Thomas works with the open-ended compositions that emerged from Wolff’s work from the late 1960s onwards, following on from his preoccupation with pointillistic composition in the 1950s and indeterminacy in the early 1960s. By this time, his notation had evolved into something so fragmented, static and discontinuous that even the composer himself was at a loss as to comprehend it. Cage, benevolently, described it as the ‘classical music of an unknown civilisation’. Those of us less conversant with Wolff’s idiolect may struggle with it.

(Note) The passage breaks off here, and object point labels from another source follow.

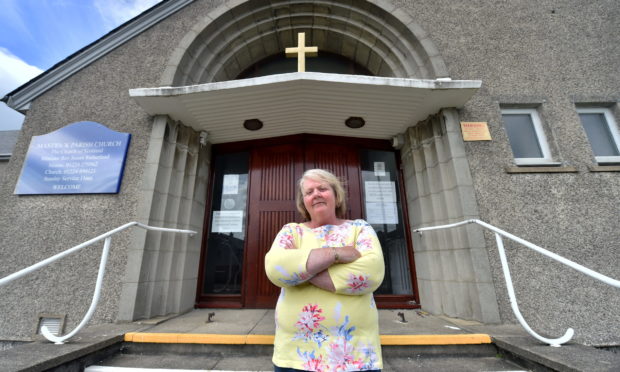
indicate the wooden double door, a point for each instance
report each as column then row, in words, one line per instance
column 273, row 170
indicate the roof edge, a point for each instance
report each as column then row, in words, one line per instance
column 20, row 98
column 313, row 76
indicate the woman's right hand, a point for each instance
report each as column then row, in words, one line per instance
column 347, row 254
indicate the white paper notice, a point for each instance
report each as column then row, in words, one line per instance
column 378, row 213
column 380, row 191
column 231, row 184
column 379, row 167
column 227, row 221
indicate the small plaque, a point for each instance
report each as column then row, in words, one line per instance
column 475, row 131
column 80, row 158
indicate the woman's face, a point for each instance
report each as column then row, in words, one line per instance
column 319, row 198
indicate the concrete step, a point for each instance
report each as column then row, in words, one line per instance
column 174, row 357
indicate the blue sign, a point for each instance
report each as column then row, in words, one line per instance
column 80, row 158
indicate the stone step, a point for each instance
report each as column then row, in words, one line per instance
column 194, row 357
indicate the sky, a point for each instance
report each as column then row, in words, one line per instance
column 37, row 34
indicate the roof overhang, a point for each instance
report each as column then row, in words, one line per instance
column 305, row 102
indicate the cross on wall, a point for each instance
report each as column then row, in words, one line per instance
column 301, row 51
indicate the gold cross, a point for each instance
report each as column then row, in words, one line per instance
column 301, row 51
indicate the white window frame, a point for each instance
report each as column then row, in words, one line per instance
column 540, row 136
column 613, row 129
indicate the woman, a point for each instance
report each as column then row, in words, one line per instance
column 327, row 267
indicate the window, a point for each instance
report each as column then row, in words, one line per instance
column 602, row 132
column 526, row 136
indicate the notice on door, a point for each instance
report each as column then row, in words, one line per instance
column 227, row 221
column 381, row 206
column 381, row 213
column 231, row 184
column 380, row 191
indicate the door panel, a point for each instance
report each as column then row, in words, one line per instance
column 274, row 169
column 274, row 172
column 343, row 161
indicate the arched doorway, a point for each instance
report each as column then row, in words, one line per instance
column 253, row 191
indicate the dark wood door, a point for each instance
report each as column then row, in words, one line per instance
column 274, row 172
column 272, row 168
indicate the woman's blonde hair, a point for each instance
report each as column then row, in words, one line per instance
column 333, row 181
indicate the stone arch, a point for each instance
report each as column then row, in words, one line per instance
column 374, row 34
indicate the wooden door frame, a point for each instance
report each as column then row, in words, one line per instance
column 237, row 301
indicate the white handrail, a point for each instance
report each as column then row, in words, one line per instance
column 104, row 259
column 568, row 335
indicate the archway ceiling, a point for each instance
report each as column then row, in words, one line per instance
column 306, row 102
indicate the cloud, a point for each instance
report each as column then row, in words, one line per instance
column 13, row 73
column 117, row 12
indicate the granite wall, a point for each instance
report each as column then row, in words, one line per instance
column 546, row 55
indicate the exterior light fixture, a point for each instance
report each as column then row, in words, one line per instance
column 252, row 124
column 355, row 122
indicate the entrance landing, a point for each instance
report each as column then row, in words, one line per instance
column 256, row 326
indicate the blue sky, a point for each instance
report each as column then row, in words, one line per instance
column 36, row 34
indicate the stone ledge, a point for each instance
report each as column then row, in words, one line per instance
column 540, row 169
column 604, row 168
column 569, row 357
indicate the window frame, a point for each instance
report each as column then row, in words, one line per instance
column 611, row 125
column 546, row 158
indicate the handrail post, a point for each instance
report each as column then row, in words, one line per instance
column 513, row 302
column 58, row 340
column 555, row 342
column 104, row 259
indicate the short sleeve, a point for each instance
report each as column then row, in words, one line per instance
column 365, row 274
column 285, row 263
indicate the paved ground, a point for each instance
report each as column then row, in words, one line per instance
column 261, row 321
column 103, row 344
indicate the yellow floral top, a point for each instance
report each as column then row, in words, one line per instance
column 317, row 330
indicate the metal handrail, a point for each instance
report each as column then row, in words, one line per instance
column 568, row 335
column 107, row 237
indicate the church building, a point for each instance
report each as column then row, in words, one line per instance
column 432, row 112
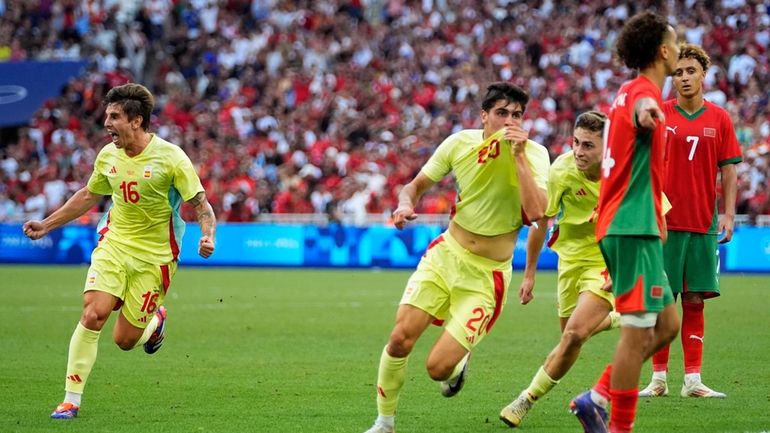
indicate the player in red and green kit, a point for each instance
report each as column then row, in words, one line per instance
column 631, row 227
column 463, row 277
column 135, row 260
column 701, row 141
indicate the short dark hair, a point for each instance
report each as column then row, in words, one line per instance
column 134, row 99
column 591, row 120
column 640, row 38
column 692, row 51
column 509, row 92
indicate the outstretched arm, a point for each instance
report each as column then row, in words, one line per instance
column 77, row 205
column 648, row 114
column 535, row 239
column 730, row 192
column 208, row 223
column 408, row 198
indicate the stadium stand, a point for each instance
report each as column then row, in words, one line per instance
column 324, row 108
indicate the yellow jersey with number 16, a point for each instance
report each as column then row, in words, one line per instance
column 147, row 192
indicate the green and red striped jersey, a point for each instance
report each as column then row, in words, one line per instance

Heard casually, this music can seem bewildering. Granted, the playing is focused and change is constant, but it’s an indiscriminate mass on initial listens. With no evident sense of direction or system of values, it has the aspect of an endurance test. However, while acknowledging the existence of such difficulties for the listener, Thomas, naturally enough, contends the point. Although the preponderance of ‘variations’, ‘studies’, ‘preludes’ and ‘incidental music’ in this collection may (self-consciously) bely a uniformity of sound, evoking for some a sense of incompletion or superfluity, for Wolff, such tendencies represented the dynamic potential of ‘social, collective’ political consciousness… oriented “towards some kind of future, open to something that might come next” (as is explicitly stated in the notes to his 11 Preludes (1980-81)). For Thomas as a performer and interpreter of Wolff’s musical language, this fund of almost limitless potential has perennially proven both challenging and ‘beguiling’.

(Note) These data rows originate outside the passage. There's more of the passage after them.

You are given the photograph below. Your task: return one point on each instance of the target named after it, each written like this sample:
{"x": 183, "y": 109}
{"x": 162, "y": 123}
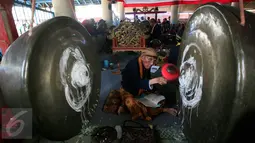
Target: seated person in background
{"x": 155, "y": 32}
{"x": 135, "y": 80}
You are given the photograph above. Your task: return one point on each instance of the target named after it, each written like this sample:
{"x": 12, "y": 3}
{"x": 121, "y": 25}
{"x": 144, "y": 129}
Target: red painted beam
{"x": 8, "y": 29}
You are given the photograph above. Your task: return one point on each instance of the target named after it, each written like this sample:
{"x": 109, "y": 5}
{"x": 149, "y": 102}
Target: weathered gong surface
{"x": 56, "y": 72}
{"x": 217, "y": 65}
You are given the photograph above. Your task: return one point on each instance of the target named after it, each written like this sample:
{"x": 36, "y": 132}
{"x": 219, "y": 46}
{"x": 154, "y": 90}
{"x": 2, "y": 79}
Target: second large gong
{"x": 56, "y": 72}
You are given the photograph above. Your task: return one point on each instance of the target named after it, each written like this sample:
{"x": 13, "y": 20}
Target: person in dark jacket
{"x": 135, "y": 80}
{"x": 136, "y": 74}
{"x": 156, "y": 29}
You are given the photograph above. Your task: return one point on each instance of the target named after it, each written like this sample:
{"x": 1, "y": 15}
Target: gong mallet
{"x": 170, "y": 72}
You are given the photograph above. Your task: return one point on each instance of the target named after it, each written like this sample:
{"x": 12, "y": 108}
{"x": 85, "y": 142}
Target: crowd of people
{"x": 95, "y": 28}
{"x": 164, "y": 30}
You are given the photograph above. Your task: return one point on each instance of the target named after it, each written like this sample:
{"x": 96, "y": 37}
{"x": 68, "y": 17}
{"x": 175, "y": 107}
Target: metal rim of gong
{"x": 218, "y": 52}
{"x": 35, "y": 71}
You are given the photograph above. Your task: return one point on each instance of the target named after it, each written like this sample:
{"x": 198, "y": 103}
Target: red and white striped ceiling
{"x": 153, "y": 3}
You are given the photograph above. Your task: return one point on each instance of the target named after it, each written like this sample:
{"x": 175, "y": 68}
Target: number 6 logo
{"x": 13, "y": 122}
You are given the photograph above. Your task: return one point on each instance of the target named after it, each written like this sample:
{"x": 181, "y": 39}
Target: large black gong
{"x": 217, "y": 65}
{"x": 56, "y": 72}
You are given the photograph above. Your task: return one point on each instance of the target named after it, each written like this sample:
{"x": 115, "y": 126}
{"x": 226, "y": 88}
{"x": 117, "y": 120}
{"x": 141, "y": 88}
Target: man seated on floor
{"x": 135, "y": 80}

In the accompanying booklet, Thomas’ commentary helpfully demystifies matters with historical, technical and theoretical background, providing a starting point for the uninitiated by crystallising the spectrum of subtle differences between one composition and the next, as well as their points in common. For instance, the three Satie Variations (1995) convey a characteristically mechanical minimalism measured into simple, phrases with unannounced shifts in key and tempo, but they carefully subdivide Satie’s musical language into themes of repetition, simplicity and bitonality (it’s worth reading up before listening).

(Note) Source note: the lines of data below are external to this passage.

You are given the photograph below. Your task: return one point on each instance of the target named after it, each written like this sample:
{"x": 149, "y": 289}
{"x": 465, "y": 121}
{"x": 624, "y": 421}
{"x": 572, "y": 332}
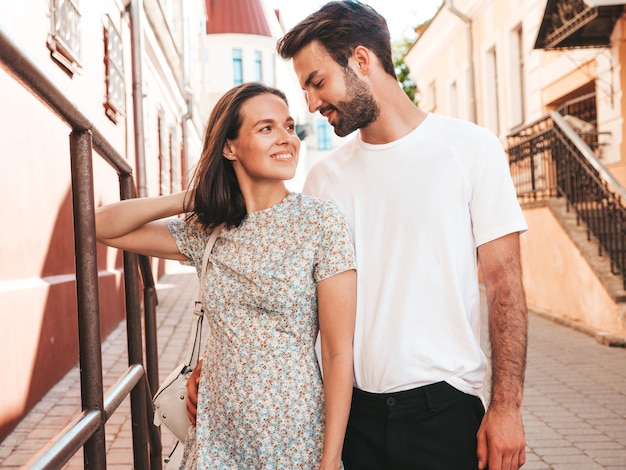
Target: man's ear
{"x": 227, "y": 151}
{"x": 362, "y": 58}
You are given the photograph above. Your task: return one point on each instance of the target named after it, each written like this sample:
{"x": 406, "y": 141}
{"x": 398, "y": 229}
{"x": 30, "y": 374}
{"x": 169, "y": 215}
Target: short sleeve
{"x": 191, "y": 240}
{"x": 335, "y": 253}
{"x": 494, "y": 206}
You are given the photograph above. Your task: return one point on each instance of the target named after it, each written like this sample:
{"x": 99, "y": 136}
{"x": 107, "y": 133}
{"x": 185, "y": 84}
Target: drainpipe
{"x": 185, "y": 118}
{"x": 188, "y": 115}
{"x": 136, "y": 34}
{"x": 470, "y": 45}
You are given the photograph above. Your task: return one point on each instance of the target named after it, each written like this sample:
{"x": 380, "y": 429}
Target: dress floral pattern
{"x": 260, "y": 403}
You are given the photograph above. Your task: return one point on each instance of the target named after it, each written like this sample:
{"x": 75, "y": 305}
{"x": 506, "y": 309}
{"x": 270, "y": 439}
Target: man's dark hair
{"x": 341, "y": 26}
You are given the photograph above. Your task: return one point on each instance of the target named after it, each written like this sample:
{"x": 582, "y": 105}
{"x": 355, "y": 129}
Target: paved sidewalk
{"x": 176, "y": 294}
{"x": 574, "y": 404}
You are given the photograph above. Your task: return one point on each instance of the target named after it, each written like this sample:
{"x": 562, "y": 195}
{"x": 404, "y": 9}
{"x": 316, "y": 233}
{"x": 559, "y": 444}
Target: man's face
{"x": 337, "y": 93}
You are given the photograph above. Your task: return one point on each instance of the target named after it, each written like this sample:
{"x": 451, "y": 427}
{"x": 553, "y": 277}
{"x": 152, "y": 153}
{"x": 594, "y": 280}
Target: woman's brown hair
{"x": 217, "y": 196}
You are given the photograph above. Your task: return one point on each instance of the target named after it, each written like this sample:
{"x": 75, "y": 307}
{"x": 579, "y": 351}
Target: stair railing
{"x": 87, "y": 429}
{"x": 549, "y": 159}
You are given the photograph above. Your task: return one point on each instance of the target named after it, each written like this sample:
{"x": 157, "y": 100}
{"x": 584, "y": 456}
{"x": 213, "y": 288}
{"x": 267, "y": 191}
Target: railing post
{"x": 87, "y": 293}
{"x": 138, "y": 402}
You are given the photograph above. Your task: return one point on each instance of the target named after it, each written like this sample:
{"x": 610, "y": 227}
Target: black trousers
{"x": 431, "y": 428}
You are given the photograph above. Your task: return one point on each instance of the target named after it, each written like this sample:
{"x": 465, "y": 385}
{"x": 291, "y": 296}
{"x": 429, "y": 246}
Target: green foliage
{"x": 399, "y": 50}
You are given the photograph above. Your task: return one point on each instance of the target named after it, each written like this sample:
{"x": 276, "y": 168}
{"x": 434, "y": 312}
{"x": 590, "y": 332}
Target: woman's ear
{"x": 228, "y": 151}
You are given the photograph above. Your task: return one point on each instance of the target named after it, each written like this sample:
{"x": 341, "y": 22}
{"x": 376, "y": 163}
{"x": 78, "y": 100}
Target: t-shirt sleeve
{"x": 190, "y": 239}
{"x": 335, "y": 253}
{"x": 494, "y": 206}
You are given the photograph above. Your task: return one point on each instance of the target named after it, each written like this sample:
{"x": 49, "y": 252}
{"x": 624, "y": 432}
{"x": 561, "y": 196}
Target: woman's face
{"x": 267, "y": 147}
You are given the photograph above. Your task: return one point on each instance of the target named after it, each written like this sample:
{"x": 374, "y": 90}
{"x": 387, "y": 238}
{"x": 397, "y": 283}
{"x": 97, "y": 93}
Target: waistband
{"x": 426, "y": 394}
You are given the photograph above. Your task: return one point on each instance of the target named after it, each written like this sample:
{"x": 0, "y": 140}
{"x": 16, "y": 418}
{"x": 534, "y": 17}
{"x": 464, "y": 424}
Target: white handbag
{"x": 170, "y": 408}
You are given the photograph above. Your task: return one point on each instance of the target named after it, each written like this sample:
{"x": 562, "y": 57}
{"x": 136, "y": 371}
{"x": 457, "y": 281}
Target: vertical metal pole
{"x": 136, "y": 33}
{"x": 138, "y": 404}
{"x": 87, "y": 293}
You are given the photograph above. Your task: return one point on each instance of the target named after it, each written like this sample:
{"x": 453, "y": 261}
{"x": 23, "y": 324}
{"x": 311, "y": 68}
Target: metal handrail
{"x": 87, "y": 429}
{"x": 548, "y": 159}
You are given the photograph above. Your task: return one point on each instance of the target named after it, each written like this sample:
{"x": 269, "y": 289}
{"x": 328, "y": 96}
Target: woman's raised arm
{"x": 138, "y": 224}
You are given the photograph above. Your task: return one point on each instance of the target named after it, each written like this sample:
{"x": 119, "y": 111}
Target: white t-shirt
{"x": 417, "y": 209}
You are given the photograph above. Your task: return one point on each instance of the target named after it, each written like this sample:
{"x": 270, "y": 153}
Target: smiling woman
{"x": 281, "y": 271}
{"x": 265, "y": 151}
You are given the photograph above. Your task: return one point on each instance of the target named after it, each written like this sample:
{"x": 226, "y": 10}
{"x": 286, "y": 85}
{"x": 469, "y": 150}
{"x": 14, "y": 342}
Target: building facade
{"x": 133, "y": 69}
{"x": 506, "y": 65}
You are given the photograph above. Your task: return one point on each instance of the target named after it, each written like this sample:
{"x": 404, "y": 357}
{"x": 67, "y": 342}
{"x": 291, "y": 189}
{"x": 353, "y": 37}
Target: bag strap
{"x": 195, "y": 338}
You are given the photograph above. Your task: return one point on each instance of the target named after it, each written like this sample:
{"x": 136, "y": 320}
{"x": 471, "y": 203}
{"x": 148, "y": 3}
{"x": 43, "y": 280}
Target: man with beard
{"x": 427, "y": 198}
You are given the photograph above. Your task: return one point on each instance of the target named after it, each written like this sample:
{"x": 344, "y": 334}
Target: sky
{"x": 401, "y": 15}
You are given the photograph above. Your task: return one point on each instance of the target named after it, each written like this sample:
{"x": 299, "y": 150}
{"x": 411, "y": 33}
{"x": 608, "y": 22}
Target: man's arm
{"x": 501, "y": 440}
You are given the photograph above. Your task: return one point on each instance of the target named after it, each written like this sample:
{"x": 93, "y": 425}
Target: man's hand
{"x": 501, "y": 440}
{"x": 192, "y": 392}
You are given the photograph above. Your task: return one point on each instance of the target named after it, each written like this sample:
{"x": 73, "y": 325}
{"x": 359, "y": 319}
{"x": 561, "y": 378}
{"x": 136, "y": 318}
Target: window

While ostensibly similar in mood and manner to subsequent inclusions, the methodological difference is pronounced. For instance, equally generative but distinctly structured, ‘Variations on the Carman’s Whistle Variations of Byrd’ (1972) subdivides into 8 melodic lines that the performer is at liberty to follow or ignore. By contrast, ‘Incidental Music’ (2003-04) is a meticulous negotiation between indeterminate and openly improvised performance that leaves no stone unturned as it bundles 100 discrete sections into its playing time of just over an hour. Boundaries may be porous, but the point seems to be that these myriad variations are not so much works in progress as a process in process. Which perhaps makes the durational limitations of the CD a bit constraining.

Thinking back to Cage’s ‘unknown civilisation’ comment, one imagines it to be one in which inhabitants respond to new and perplexing environmental conditions with moment-by-moment recalibration rather than waiting, as does ours, for the next big upheaval before blindly panicking. The music here will shock the system of those unfamiliar with Wolff’s music, but it is guided by a simple principle of freedom. That said, few things confound the rational mind more than simplicity.